At trial, during the redirect examination of the detective who took the complainant’s written statement on October 6, 1984, the detective was shown the statement, and was permitted to testify that the complainant did identify someone in that statement. The complainant’s statement was then admitted into evidence over the defense counsel’s objection. The trial court determined that since the defense counsel, during his cross-examination of the detective, inquired to some degree about what the complainant told him, the court would "permit the statement in so the jury [could] determine what in fact, [the complainant] told him”.
It is well established that a witness’s prior consistent statement may not be utilized to bolster his or her trial testimony *229unless that testimony has been assailed by the opposing party, either directly or by inference, as a recent fabrication (see, People v Davis, 44 NY2d 269). In such instances, the prior statement must have been made at a time when no motive to falsify existed (see, People v Davis, supra; People v Dillard, 117 AD2d 817).

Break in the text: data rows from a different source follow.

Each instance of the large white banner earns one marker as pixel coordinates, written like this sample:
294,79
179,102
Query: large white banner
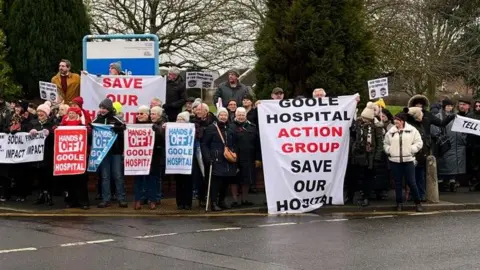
466,125
130,91
305,148
22,147
139,141
179,142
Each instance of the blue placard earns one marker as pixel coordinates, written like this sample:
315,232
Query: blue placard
136,57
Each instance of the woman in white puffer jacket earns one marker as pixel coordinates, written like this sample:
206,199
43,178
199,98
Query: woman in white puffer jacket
401,143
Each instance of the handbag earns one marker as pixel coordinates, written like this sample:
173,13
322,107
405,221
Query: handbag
227,153
443,143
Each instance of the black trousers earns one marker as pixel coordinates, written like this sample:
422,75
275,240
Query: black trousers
77,188
219,187
184,189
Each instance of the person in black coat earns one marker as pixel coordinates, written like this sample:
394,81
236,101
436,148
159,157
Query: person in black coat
112,164
213,148
43,123
176,94
202,119
247,147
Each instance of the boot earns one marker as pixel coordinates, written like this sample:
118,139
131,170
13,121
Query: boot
48,199
215,207
137,205
41,198
418,207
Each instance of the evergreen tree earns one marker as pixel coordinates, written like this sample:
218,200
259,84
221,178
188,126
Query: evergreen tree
39,34
306,44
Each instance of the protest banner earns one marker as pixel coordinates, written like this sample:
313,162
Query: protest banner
199,79
70,151
378,88
103,138
138,143
130,91
48,91
306,142
179,144
22,147
466,125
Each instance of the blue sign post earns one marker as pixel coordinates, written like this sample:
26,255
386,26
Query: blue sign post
137,54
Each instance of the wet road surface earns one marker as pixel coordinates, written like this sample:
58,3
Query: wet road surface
445,241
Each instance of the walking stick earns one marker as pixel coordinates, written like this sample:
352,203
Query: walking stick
208,191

In the case at bar there is no basis in the record upon which to conclude that the defense counsel assailed the complainant’s trial testimony as a recent fabrication. In fact, the defense took the position that the complainant’s entire explanation of the burglary and kidnapping was a falsehood from the very beginning (see, People v Davis, supra). The defense maintained that the complainant had as much of a motive to falsify on October 6, 1984, when the statement was given, as he did at the time of trial (see, People v Davis, supra). Accordingly, the trial court’s evidentiary ruling cannot be justified. Moreover, the defense counsel claims that he did not open the door to the admission of the complainant’s entire statement by reason of his limited cross-examination of the detective regarding certain portions of that statement (see, People v Dillard, supra).

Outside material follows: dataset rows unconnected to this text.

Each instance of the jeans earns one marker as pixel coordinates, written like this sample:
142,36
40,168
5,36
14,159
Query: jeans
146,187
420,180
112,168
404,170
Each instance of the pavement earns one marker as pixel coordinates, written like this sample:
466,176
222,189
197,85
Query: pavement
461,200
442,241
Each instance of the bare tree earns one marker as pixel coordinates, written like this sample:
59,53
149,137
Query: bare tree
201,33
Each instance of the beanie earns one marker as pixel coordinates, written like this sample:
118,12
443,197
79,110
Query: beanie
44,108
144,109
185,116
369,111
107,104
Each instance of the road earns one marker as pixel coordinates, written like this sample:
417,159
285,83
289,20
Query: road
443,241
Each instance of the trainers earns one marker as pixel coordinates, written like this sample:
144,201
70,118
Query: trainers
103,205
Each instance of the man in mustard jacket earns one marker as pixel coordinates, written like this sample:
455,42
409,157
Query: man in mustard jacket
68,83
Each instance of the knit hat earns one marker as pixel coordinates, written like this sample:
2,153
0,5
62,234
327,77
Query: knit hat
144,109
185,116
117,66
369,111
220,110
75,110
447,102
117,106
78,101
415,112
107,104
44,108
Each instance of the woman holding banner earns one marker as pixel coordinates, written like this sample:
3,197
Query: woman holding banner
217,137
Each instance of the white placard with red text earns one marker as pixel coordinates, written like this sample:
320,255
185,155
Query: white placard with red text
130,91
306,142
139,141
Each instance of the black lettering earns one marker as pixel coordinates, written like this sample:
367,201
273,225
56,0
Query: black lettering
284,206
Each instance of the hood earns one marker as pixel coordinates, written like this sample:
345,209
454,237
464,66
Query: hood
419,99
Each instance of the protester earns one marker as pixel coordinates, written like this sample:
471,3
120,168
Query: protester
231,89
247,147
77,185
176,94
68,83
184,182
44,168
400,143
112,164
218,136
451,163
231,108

We conclude, however, that the error in admitting complainant’s statement into evidence was harmless in view of the overwhelming proof of guilt against the defendant (see, People v Crimmins, 36 NY2d 230). While the complainant’s identification of the defendant was less than absolute, the defendant did confess to being involved in the conspiracy to kidnap the complainant and to burglarize his jewelry store. Moreover, the defendant admitted that he had arranged for the motel room and that he was present at the train station when the complainant first observed him. Although the defendant claimed that he left the motel before the "trouble started”, the issue of whether the defendant in fact remained at the motel was an issue of fact for the jury to determine. Based on our review of the record, we find no basis upon which to disturb the jury’s determination (see, CPL 470.15 [5]; People v Gaimari, 176 NY 84, 94; People v Garafolo, 44 AD2d 86, 88). In light of this strong evidence of guilt against the defendant, we conclude that there is no reasonable possibility that the defendant would have been acquitted but for the erroneous evidentiary ruling.
We have examined the defendant’s remaining contentions and find them to be without merit. Mollen, P. J., Rubin, Hooper and Sullivan, JJ., concur.